Humanities Professor Gives Christian Student Zeroes for Rejecting Anti-Christian Teachings
ICC Note: A student of Florida’s Polk State College has sought assistance from the Christian legal group Liberty Counsel after allegedly facing academic discrimination on account of her faith. The matter came about when Grace Lewis received four consecutive zeroes from her humanities professor because she refused to answer the open-ended assignments in a way that aligned with the professor’s anti-Christian perspective. While the professor states that he is simply grading according to the course guidelines, the Liberty Counsel has asserted that it is wrong for the professor to punish her for defending her beliefs.
By Heather Clark
05/07/2015 United States (Christian News Network) – A Christian student in Florida has obtained legal assistance after her humanities professor gave her four zeroes for refusing to conform to assignments that she believed to be anti-Christian indoctrination.
Grace Lewis, 16, (pictured) is a dual-enrolled student enrolled in a virtual school from home. She has been taking college courses from Polk State College since last fall and has a 3.9 grade point average.
However, Lewis recently was given four straight zeros in her humanities class by Professor Lance “L.J.” Russum for being unwilling to answer his assignments about Christianity in the way that he wanted—which she believed was antithetical to, and hostile to, the faith.
“[T]he questions assigned are not open-minded questions,” one of the assignments explained. “They instead are designed to lead course participants decisively to accept that Christianity is false and oppressive of women.”

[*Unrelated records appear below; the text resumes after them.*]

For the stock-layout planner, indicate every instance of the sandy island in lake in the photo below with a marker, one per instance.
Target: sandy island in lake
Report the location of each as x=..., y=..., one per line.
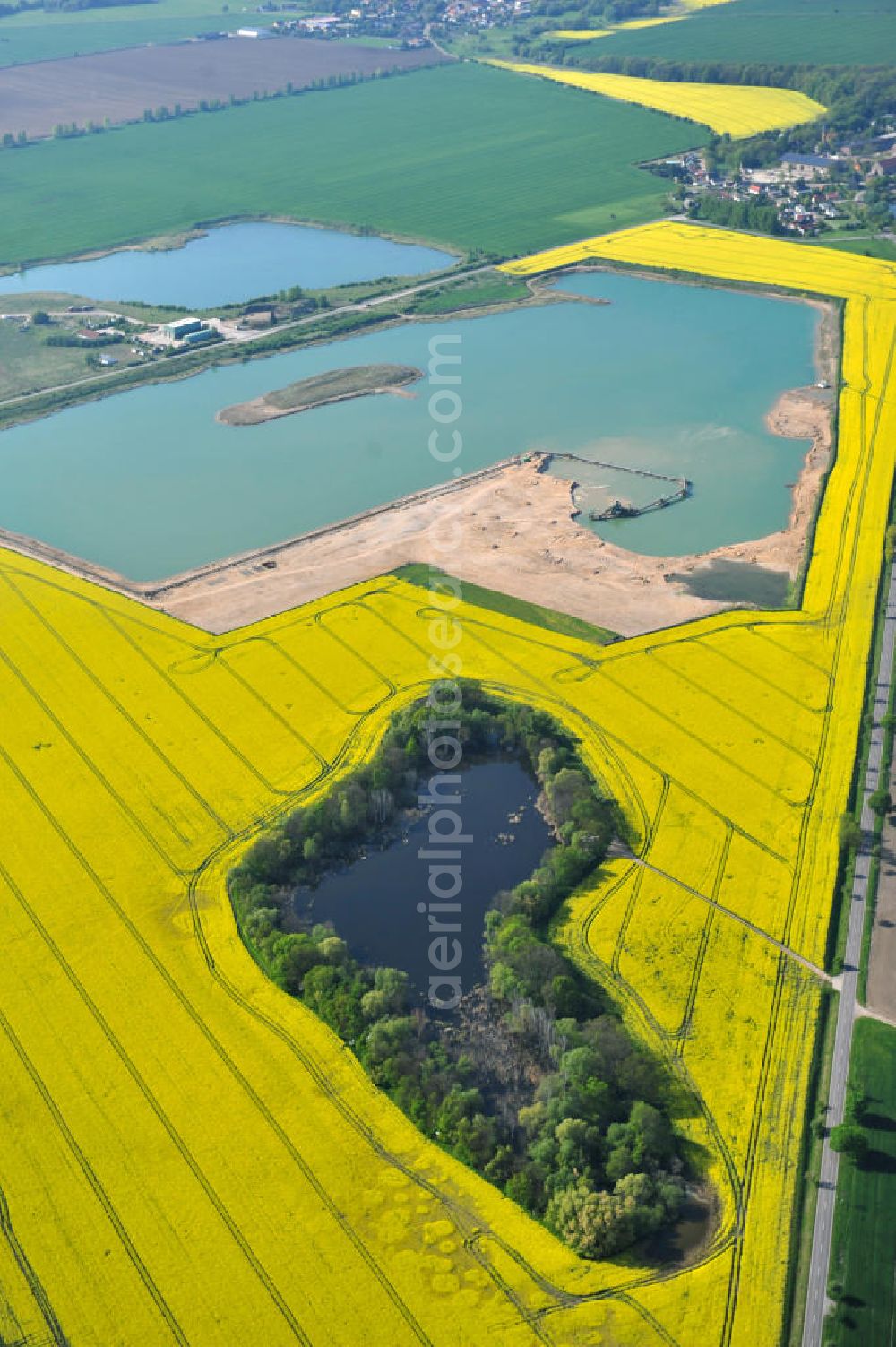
x=336, y=385
x=521, y=536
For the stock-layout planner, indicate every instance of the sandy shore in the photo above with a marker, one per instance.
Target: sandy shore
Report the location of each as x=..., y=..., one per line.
x=519, y=535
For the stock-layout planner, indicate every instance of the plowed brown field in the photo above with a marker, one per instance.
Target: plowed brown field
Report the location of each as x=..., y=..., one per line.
x=120, y=85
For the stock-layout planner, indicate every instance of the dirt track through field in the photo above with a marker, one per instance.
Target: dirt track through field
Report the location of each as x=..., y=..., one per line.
x=120, y=85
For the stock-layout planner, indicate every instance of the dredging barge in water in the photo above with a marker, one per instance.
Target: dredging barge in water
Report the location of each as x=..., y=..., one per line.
x=624, y=509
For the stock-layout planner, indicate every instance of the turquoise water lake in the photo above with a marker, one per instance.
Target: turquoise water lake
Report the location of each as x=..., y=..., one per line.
x=668, y=377
x=232, y=263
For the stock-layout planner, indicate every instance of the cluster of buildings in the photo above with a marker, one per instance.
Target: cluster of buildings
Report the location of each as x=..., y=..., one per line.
x=406, y=22
x=810, y=193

Other assignments asked students to outline Protestant reformer Martin Luther’s work as a “humanist,” and other asserted that the sculptures and paintings of the Roman Catholic artist Michelangelo suggested that a “same-sex relationship is not a sin and will not keep someone out of Heaven.”
“What you must write about: 1. Luther as a humanist 2. Luther’s reformation as political. 3. How Luther embraces the peasants and then abandons them when it gets to difficult for him,” one paper read. “Describe how his reformation is a political act one that expands humanism and draws us away from the mythos that seeks to punish unbelief.”